A Regiment is a fighting force formation which may comprise of smaller fighting units called Battalions. The regiments of the Indian Army’s Infantry include the Brigade of the Guards, Rajputana Rifles, Gorkha Rifles, Punjab Regiment, etc., as listed above.

The Armoured Corps, the Regiment of Artillery and others (refer list above) are also regiments which have several battalions forming part of them.

Each Regiment comprises battalions. For instance, in the case of Infantry Regiments, the Brigade of the Guards comprises battalions referred by number; for example, 16 Guards or 6 Guards. The number identifies the battalion while the name reflects the regiment to which it belongs.

In the case of the Gorkha Regiment, the structure is slightly different from the others. There are 7 Gorkha Regiments, six raised under the British, and one built post-independence.

There are 39 Gorkha battalions under the 7 Gorkha regiments. So, “6/5 Gorkha Rifles” would represent the 6th Battalion of 5 Gorkha Rifle Regiment.

The number of battalions in a regiment may vary. Each battalion comprises around 900 combat personnel headed by a Colonel rank officer.

An Infantry Battalion comprises 4 Rifle companies; each Rifle company comprises 3 Platoons; each Platoon comprises 3 Sections; each Section comprises 10 men.
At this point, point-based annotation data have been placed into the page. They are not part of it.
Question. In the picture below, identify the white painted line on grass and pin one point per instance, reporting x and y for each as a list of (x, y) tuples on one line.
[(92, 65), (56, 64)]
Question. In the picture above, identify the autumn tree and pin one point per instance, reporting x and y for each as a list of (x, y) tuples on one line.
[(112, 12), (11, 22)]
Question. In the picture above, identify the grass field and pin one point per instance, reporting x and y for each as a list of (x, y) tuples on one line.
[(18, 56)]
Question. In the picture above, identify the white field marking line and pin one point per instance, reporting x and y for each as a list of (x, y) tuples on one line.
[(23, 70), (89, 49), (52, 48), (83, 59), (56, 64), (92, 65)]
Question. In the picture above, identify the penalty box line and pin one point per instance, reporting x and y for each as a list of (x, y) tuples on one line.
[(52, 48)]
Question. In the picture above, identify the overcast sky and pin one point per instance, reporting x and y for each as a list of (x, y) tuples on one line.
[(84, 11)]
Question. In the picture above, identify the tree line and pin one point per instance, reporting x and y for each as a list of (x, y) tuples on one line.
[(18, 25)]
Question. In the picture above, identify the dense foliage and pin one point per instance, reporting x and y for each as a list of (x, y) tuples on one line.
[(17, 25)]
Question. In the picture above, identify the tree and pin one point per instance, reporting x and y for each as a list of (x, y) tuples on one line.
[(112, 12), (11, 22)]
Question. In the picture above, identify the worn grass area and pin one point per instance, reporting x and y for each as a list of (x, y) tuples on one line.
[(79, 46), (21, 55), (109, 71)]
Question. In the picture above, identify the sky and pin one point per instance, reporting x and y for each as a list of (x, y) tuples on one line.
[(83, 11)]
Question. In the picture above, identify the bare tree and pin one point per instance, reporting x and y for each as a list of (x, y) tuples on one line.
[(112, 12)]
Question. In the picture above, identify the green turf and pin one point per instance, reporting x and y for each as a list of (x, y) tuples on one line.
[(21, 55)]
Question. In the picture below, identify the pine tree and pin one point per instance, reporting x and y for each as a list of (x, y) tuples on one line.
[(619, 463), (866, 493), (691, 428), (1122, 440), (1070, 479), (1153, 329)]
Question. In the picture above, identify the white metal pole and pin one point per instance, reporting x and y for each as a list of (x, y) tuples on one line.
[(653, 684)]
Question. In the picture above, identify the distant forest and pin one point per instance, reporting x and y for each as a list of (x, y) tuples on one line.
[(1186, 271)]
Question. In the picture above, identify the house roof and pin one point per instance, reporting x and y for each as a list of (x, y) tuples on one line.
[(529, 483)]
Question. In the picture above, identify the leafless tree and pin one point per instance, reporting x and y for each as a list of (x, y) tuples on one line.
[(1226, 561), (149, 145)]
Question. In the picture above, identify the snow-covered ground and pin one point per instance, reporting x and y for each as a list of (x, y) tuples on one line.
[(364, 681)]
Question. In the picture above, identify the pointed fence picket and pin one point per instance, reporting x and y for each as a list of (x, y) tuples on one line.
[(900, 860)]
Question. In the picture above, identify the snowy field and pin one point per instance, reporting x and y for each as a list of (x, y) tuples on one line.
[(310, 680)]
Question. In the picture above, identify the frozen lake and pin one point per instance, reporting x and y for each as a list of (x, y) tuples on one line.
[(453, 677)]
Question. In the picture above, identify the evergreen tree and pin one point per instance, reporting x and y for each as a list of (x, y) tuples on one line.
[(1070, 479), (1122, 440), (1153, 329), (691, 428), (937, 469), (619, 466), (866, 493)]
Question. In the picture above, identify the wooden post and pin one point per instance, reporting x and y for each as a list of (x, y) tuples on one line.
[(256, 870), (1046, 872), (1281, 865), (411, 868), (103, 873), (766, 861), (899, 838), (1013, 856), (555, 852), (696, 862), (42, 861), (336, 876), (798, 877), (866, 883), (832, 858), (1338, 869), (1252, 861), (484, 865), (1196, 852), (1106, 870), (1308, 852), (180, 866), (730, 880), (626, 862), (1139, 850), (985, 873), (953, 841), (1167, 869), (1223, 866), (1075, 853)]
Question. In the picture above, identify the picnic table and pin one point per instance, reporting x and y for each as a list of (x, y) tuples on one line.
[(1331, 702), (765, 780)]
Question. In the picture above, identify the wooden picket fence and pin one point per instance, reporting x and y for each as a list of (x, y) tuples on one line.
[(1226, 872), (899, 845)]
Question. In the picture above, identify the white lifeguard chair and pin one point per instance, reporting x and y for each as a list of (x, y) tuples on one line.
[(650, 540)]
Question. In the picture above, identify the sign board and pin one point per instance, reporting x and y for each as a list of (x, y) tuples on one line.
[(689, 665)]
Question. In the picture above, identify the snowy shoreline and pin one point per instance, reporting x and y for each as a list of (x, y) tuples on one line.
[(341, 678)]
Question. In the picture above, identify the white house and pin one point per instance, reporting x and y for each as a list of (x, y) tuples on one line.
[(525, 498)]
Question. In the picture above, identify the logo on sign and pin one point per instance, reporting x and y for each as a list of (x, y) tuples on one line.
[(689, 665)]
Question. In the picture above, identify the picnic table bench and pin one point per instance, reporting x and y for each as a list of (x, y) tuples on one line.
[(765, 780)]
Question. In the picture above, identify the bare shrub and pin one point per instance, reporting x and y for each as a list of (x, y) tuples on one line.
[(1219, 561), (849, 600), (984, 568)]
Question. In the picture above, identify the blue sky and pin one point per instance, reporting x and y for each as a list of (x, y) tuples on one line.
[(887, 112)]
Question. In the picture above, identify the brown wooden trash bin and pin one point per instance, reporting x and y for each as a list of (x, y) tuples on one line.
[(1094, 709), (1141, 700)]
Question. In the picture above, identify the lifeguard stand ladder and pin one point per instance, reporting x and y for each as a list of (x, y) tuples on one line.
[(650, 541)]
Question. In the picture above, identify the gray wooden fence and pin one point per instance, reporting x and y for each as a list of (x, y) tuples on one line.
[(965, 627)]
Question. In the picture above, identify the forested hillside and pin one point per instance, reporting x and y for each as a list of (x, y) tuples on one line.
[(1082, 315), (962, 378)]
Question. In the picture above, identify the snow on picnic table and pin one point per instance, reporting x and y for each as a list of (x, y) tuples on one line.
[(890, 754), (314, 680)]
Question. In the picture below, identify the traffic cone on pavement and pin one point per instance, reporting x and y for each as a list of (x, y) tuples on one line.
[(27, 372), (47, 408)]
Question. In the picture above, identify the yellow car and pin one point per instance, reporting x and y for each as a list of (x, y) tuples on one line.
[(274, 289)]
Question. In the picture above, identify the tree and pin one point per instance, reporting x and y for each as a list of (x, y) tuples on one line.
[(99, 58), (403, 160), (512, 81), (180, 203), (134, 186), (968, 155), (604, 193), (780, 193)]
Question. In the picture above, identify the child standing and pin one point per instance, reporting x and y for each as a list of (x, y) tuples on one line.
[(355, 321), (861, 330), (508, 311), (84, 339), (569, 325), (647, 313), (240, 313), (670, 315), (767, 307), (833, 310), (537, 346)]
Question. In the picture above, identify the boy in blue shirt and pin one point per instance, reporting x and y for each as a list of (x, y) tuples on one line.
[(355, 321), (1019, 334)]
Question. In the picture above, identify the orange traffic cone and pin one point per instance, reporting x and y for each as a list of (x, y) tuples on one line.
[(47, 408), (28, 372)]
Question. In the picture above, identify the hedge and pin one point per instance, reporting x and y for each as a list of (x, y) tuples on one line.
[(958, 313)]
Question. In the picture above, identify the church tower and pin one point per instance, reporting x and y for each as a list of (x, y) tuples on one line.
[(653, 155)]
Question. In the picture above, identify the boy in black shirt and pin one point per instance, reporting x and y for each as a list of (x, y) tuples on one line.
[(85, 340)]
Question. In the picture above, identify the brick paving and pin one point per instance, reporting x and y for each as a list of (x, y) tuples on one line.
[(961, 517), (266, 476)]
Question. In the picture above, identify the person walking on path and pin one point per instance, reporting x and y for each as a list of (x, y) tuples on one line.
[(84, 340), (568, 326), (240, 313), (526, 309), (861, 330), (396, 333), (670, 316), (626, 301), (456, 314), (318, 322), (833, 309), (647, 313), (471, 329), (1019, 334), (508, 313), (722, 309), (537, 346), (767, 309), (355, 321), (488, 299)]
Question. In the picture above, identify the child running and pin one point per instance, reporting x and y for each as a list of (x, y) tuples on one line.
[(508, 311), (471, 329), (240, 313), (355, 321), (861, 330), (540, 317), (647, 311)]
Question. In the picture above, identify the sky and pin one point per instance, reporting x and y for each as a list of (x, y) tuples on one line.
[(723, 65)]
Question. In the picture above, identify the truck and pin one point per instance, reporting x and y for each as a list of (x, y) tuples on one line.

What ‘Paltan ki Izzat’ means to a soldier?

When a soldier or an officer is commissioned into a battalion, it becomes his home and family for life, irrespective of where he may serve subsequently.

The soldier is explained, taught, and ingrained with the idea of ‘Paltan ki Izzat’ – a concept based on regimental values, sacrifice, honour, and tradition, all upheld by those before him – living or dead. The soldier trains to uphold the Paltan’s Izzat above all else, even his own life.

It is this ‘value’ that stands behind the heroic, and often, superhuman responses in battle, which make our Indian Army soldiers fearsome and highly respected across the world.

An Indian Army soldier loves his country and will defend it at any cost. However, it is Paltan ki Izzat which drives him to sacrifice his life for another fellow soldier and the country without fear or procrastination readily.

Paltan ki Izzat binds and holds the fighting unit as one large family and in the broader context, the nation.